Delinquent ground rent can lead to foreclosure


January 28, 1996

Dear Mr. Gisriel:

Where can I get the rules about ground rents? My mother owns several ground rents but some of the house owners never pay even after I write demanding payment. What are our legal rights?

Lou Kauffman


Dear Mr. Kauffman:

Under Maryland law, Section 8-100 et. seq. of the Real Property Article of the Maryland Annotated Code, if the ground rent payment is more than six months late, then the ground rent owner may file suit to foreclose legal title to the house, known as leasehold title. However, the owner of the house has the absolute right to redeem, that is, to pay the overdue ground rent plus the ground rent, owner's legal costs and expenses and keep title to the house up until the time a forfeiture decree is pTC signed by the judge. Further, under Section 8-107 of the same Real Property Article, if a demand for payment of ground rent is not made for 20 consecutive years to the house or leasehold title owner, then the ground rent is presumed to be extinguished and of no further effect. Finally, under Section 8-111 of the same article, a ground rent owner is legally entitled to demand and recover up to three years' unpaid back ground rent, but with no additional interest or late charges. Legitimate collection expenses such as legal fees may be added to the back ground rent owned.

Dear Mr. Gisriel:

My wife and I hold a 30-year fixed-rate mortgage at 8.25 percent with a balance of $120,000 and 25 years left on our mortgage. Our house is currently worth $185,000. We probably want to buy a new house in about five years. Should we think about refinancing?

Charles Benson


Dear Mr. Benson:

You should think about refinancing. Most mortgage lenders have a menu of mortgage programs that could fit your situation. Rates are very attractive now.

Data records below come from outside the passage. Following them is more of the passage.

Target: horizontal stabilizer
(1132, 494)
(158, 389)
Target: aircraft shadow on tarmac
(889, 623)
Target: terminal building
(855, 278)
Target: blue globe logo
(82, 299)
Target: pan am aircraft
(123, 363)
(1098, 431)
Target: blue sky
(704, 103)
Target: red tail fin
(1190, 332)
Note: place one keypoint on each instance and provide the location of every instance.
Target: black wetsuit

When considering whether to refinance, you should think about three issues:

* How long do you intend to stay in your present home? If the answer is less than two years, then you probably should not refinance. You will need to make the calculations based on the amount it will cost to refinance vs. the amount you will save in interest over the new mortgage term.

* What are your primary objectives in refinancing? Do you want to reduce the loan term and pay off the mortgage sooner, or do you want to reduce your monthly payments?

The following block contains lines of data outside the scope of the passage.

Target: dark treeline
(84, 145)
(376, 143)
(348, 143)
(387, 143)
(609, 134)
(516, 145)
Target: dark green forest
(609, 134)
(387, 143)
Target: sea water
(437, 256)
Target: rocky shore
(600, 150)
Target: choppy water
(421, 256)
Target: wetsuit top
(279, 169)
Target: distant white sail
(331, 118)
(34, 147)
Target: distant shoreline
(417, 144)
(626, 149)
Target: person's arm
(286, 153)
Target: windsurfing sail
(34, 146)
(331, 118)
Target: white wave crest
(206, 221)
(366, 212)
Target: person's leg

* Do you want a fixed-rate mortgage or an adjustable-rate mortgage (ARM)? Many younger homebuyers, who expect to move in the next few years, choose an adjustable mortgage because rates are usually lower. Families that expect to stay put awhile, five years or more, usually choose fixed-rate mortgages because these people often have less tolerance for risk.

Assuming that you intend to stay in your home for a while, consider a 15-year fixed-rate mortgage -- or another term shorter than 30 years. This will increase your payments, but reduce the interest you will pay.

Remember, there is no perfect mortgage for everyone -- and no solid answer to whether you should refinance. Every family must do the math to see how the numbers work out.

And always shop around for the best rates and terms. They vary from lender to lender.